Fintech, il disastro Tinaba

Matteo Arpe (nella foto) ha messo in vendita la sua Banca Profilo ma dopo cinque anni di vita, quattro di attività e oltre 26 milioni di euro di perdite stenta a decollare Tinaba, l’app lanciata nel 2016 da Sator, il fondo di private equity che fa capo  ad Arpe insieme alla sua banca Profilo. Tinaba (acronimo di “This is not a bank”) vuole porsi come nuova frontiera dei pagamenti digitali e nel 2018 aveva stretto un accordo con la cinese Alipay, poi ampliato lo scorso anno.

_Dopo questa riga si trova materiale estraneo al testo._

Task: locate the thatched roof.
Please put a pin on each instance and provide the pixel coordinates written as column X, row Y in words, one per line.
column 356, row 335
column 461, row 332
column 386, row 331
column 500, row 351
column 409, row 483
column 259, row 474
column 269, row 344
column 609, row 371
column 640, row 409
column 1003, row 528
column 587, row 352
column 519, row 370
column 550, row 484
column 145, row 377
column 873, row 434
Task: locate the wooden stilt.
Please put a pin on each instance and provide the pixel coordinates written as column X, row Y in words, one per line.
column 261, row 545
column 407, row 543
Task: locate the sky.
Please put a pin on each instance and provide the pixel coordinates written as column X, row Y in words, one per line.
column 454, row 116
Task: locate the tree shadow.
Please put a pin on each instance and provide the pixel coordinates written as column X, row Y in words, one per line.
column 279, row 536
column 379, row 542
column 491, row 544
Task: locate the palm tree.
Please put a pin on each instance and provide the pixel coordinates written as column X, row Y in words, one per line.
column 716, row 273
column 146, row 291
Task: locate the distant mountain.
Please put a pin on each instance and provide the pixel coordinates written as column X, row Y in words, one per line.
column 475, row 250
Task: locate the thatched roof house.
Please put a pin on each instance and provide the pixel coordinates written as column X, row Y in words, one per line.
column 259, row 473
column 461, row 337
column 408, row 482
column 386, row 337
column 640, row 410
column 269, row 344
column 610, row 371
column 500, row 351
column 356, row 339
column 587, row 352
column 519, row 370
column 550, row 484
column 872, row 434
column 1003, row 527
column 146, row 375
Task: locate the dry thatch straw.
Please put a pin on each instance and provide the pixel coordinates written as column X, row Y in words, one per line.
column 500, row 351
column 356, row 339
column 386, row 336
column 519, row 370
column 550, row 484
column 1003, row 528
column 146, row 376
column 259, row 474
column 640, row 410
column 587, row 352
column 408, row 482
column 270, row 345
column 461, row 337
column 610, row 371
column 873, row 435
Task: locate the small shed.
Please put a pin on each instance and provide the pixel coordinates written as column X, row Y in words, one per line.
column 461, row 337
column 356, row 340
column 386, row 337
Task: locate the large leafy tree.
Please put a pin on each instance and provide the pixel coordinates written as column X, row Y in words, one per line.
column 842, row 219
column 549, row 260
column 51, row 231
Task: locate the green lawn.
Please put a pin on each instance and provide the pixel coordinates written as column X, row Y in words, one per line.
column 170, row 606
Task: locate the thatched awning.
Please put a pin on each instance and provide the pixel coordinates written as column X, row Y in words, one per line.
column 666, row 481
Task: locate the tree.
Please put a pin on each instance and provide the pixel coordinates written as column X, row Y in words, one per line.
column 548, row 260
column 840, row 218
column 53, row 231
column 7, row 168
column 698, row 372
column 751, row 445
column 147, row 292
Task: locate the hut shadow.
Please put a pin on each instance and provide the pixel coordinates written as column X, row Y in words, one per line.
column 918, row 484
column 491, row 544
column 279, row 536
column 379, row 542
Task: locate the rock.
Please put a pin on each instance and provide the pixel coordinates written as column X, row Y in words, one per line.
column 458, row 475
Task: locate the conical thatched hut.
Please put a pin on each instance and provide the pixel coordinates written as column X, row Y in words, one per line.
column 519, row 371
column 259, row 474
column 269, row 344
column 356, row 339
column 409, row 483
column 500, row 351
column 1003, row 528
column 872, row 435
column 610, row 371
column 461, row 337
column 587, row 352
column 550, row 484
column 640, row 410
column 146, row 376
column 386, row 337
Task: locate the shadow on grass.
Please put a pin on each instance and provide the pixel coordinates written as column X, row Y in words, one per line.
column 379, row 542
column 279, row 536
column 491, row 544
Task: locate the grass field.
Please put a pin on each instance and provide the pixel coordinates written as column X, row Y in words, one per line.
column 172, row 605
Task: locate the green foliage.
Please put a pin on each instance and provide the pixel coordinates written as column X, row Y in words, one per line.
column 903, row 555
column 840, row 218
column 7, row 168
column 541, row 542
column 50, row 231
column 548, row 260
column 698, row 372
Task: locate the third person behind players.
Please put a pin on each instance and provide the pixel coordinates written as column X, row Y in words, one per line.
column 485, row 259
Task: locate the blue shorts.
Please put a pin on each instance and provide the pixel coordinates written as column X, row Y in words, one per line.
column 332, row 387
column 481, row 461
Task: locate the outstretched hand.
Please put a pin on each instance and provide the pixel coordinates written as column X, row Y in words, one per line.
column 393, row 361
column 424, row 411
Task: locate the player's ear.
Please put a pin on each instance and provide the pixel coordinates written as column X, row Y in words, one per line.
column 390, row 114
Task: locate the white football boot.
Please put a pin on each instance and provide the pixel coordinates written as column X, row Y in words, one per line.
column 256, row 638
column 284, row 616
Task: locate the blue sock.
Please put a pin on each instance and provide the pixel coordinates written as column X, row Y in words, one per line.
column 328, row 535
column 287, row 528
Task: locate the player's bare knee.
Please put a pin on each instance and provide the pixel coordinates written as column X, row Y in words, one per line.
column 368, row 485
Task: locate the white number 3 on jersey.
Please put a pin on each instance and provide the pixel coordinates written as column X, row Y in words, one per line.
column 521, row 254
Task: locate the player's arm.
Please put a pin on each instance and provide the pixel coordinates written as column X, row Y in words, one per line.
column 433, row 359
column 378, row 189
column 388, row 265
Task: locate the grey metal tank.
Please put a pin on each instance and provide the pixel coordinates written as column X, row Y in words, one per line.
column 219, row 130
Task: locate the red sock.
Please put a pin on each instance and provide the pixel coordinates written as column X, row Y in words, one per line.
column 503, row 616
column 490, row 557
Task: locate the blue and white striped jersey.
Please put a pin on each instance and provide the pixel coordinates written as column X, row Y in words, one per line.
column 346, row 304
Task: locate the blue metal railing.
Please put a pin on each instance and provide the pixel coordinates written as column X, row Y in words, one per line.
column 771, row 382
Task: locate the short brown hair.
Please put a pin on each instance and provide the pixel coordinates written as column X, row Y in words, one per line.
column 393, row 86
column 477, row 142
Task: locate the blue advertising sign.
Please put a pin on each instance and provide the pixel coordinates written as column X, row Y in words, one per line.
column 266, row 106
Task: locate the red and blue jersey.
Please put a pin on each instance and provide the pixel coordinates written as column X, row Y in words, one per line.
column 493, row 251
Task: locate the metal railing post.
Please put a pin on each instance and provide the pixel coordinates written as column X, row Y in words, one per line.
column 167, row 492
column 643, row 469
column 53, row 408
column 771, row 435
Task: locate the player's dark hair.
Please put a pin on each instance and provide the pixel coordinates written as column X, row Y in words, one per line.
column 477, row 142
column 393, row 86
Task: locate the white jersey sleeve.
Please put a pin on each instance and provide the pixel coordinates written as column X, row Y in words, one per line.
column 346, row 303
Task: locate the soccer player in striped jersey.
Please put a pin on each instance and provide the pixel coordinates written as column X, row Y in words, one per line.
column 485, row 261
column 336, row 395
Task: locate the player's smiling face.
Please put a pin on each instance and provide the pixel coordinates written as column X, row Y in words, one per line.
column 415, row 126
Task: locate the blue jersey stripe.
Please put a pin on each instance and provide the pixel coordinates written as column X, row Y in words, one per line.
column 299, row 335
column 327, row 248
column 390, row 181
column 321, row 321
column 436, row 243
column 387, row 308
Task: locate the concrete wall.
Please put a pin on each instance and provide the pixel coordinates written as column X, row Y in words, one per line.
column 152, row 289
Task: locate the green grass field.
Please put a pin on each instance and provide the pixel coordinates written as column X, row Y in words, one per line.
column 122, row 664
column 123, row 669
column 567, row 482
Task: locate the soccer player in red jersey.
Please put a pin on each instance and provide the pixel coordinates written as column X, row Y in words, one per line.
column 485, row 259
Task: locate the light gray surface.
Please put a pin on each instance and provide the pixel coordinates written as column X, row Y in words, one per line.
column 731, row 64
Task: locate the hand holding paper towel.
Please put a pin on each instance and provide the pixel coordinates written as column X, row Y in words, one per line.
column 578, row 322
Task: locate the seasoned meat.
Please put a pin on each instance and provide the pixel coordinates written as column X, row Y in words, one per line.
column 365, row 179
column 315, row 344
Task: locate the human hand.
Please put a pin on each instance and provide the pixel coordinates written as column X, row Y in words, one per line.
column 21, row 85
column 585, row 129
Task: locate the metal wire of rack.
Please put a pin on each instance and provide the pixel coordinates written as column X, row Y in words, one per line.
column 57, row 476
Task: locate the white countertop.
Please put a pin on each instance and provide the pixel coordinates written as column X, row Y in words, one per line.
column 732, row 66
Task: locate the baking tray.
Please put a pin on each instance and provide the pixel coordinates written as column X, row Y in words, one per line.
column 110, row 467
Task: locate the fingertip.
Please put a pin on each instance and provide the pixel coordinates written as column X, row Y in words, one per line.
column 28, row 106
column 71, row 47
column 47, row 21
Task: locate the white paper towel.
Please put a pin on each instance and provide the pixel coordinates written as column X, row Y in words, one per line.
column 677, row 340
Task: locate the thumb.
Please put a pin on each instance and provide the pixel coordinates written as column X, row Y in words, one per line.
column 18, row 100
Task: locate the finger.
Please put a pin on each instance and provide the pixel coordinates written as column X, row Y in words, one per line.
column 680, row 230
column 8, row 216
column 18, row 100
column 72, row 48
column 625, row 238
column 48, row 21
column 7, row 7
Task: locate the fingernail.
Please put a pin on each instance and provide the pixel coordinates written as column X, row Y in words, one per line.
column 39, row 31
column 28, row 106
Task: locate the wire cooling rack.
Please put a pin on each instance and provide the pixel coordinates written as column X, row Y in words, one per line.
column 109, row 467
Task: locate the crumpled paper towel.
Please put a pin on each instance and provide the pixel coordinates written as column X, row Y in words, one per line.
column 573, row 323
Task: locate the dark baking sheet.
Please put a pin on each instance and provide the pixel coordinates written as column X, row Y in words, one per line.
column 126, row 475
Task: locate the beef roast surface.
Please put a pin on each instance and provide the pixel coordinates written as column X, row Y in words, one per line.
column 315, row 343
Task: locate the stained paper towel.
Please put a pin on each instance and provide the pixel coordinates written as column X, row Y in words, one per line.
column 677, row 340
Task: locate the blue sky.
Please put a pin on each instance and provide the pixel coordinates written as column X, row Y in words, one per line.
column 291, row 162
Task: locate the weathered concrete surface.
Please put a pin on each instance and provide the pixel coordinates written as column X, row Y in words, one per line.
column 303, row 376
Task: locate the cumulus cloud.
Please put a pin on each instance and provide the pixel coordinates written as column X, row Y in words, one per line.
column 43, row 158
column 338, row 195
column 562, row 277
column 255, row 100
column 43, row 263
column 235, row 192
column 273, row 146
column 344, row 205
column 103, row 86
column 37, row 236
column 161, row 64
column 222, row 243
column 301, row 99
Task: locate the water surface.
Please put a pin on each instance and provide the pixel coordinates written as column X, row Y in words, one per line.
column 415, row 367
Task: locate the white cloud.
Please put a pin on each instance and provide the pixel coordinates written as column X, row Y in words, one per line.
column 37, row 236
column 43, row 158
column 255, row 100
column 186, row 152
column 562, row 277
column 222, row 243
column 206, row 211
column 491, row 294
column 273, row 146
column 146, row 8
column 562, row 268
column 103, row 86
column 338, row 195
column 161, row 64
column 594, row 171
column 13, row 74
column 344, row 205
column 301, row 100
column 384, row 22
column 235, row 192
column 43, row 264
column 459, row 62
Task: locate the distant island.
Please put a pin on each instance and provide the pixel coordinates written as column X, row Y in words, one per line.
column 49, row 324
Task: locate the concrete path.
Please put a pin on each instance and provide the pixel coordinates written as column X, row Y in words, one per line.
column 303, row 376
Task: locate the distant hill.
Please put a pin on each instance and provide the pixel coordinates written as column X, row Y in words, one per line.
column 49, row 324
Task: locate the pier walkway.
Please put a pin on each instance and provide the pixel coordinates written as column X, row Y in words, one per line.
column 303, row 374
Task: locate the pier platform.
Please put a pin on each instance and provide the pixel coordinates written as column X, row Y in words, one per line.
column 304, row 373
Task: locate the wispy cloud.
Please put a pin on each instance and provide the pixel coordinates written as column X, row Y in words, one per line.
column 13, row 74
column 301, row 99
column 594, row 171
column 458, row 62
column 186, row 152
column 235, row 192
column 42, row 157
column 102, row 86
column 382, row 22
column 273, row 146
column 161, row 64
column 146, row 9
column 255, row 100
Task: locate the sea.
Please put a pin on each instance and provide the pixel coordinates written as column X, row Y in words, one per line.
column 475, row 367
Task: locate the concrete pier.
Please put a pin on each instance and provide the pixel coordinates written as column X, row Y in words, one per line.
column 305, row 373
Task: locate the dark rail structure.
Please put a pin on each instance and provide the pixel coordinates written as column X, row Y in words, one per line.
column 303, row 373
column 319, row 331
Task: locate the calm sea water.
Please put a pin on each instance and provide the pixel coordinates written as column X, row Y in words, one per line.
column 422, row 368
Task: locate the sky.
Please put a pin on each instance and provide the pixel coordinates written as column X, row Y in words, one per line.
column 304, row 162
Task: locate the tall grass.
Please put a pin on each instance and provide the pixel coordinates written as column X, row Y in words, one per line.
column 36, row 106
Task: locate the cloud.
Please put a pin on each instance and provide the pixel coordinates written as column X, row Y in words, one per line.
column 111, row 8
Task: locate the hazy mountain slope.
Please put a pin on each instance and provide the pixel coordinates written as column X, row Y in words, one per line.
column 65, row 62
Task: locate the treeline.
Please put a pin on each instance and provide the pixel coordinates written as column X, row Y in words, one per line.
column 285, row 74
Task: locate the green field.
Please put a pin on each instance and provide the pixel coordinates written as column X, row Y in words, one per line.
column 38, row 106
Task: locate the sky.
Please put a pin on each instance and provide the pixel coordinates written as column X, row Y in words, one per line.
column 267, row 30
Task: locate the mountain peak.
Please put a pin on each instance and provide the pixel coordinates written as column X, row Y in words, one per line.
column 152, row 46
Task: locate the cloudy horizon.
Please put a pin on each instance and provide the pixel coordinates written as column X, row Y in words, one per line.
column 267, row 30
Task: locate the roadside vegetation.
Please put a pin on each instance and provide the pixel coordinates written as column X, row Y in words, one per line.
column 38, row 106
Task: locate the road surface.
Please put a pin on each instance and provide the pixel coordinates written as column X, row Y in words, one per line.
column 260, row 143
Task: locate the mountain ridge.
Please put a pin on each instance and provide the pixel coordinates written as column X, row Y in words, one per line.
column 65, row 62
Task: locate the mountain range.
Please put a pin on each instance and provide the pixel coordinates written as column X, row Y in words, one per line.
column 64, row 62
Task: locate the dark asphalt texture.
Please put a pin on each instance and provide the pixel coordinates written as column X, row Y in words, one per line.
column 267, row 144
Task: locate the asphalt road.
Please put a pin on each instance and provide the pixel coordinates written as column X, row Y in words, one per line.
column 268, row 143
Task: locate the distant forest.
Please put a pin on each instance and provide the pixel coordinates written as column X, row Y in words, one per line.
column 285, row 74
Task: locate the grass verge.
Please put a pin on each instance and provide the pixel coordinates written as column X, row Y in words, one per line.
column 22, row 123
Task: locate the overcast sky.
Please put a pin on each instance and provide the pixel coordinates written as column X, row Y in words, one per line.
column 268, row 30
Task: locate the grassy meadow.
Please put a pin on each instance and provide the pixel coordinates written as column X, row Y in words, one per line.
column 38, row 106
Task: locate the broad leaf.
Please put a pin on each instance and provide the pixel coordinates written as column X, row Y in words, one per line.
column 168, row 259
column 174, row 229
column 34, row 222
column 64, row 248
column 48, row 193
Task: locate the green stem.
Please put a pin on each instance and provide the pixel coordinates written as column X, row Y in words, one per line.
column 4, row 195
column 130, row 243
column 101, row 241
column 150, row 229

Ma il bilancio 2019, approvato poche settimane, si è chiuso con una perdita di 6,4 milioni rispetto a quella di 9,2 milioni dell’anno precedente e che si aggiunge a quella di 7,7 milioni del 2017 seguita al rosso di 3,2 milioni del biennio precedente. Anche il passivo dello scorso anno è stato rinviato a nuovo. Tinaba, pur considerabile dal punto di vista tecnico ancora in fase di start-up, sta costando molti agli azionisti pur se gli aumenti di capitale del 2018 e dello scorso anno hanno consentito di iscrivere a bilancio una riserva sovrapprezzo azioni di 15 milioni.

Nel consiglio d’amministrazione di Tinaba con l’assemblea che ha approvato il bilancio, siedono fra gli altri Luca e Riccardo Arpe, cugini di Matteo che è amministratore delegato.